Claude Code, Uber, and AI budgets exploding: lessons for e-commerce 2026

Summarize this article with AI

In short: Uber burned through its entire 2026 annual AI budget in four months due to massive Claude Code adoption across 5,000 engineers. AI agents consume 5 to 100 times more tokens than typical human usage. For an e-commerce deploying support, search, or recommendation agents, budget arbitrage becomes a profitability lever as critical as customer acquisition cost.
4 monthsto burn through Uber’s annual AI budget on Claude Code
5 to 100xtokens consumed by an agent vs human usage
95%savings possible with caching + batch combined

The Uber case: an annual budget burned in 4 months

April 15, 2026. Praveen Neppalli Naga, Uber’s CTO, announces the annual AI budget is exhausted. In four months. The cause: Claude Code and Cursor deployed to 5 000 engineers. December 2025: stable usage. April: doubled, then doubled again. Uber’s AI costs have climbed sixfold since 2024, reaching 3.4 billion dollars in R&D — an AI share never seen before.

The CTO is clear: « I’m back at the drawing board, because the budget I thought necessary is already blown to pieces. » Not a failure. A signal. Agentic tools are reshaping the physics of software costs — and standard budget plans aren’t keeping pace.

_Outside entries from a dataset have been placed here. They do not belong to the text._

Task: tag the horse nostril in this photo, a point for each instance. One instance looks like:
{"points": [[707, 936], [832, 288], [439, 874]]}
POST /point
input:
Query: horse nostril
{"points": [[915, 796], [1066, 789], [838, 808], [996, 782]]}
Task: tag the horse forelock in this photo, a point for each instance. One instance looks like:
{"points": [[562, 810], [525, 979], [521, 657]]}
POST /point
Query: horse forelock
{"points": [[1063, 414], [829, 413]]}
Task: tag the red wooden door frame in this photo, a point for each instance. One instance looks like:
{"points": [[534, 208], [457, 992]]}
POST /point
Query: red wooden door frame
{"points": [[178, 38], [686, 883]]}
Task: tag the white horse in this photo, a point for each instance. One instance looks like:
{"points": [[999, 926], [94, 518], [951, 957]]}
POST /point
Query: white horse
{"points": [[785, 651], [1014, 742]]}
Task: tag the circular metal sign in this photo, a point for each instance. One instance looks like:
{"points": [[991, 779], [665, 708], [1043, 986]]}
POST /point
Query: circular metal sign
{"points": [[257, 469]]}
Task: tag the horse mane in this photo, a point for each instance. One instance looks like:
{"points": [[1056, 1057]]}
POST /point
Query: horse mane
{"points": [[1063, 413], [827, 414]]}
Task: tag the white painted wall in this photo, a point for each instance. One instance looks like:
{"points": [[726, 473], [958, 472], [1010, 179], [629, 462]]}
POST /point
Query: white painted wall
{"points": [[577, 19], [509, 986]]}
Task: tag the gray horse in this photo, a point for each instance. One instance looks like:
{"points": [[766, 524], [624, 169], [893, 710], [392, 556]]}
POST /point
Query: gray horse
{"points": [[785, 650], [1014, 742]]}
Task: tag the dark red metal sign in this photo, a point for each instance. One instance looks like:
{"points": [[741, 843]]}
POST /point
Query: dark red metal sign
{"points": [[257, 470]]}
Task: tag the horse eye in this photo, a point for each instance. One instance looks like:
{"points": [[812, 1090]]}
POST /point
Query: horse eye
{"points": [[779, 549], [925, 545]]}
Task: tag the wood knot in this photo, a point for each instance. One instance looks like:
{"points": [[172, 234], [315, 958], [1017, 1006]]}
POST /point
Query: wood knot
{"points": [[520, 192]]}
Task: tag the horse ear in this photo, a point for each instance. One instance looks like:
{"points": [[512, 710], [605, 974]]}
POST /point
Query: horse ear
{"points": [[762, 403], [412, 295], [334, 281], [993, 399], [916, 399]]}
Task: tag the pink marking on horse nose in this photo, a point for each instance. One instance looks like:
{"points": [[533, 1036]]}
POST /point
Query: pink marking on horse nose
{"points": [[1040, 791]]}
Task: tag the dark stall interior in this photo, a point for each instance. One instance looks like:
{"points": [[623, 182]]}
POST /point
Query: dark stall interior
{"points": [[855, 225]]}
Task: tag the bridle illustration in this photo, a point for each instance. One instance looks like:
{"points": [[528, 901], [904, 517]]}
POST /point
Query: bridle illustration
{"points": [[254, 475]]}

Internal figures (The Information, Yahoo Finance): 95% of engineers use AI every month. 70% of committed code comes from AI assistance. Individual API bill: 500 to 2,000 dollars per developer per month. For 5,000 engineers, that’s 30 to 120 million dollars per year — just coding assistants alone, excluding production agents.

Clarification. The original anecdote comes from a viral Reddit post (April 20, 2026, r/GenAI4all), later confirmed by The Information, Benzinga, Yahoo Finance. The precise figures (« 3.4 billion », « 6x since 2024 ») come from the CTO himself. Reliable order of magnitude, not audited accounting.

For an e-commerce, the parallel holds. An AI assistant hooked to your catalog, support, or product search can follow exactly the same curve: slow adoption for two months, viral explosion on team and customer side, bill doubling every 30 days if nobody’s watching.

Why AI agents consume 100 times more than a human

A standard human conversation with an LLM consumes between 500 and 3,000 tokens per exchange. An AI agent — Claude Code, Cursor, Devin, Factory, or a custom agent hooked to your store — consumes between 5,000 and 1,000,000 tokens per task. The ratio ranges from 5 to 1 for a simple agent to 100 or even 1,000 for a multi-step agent.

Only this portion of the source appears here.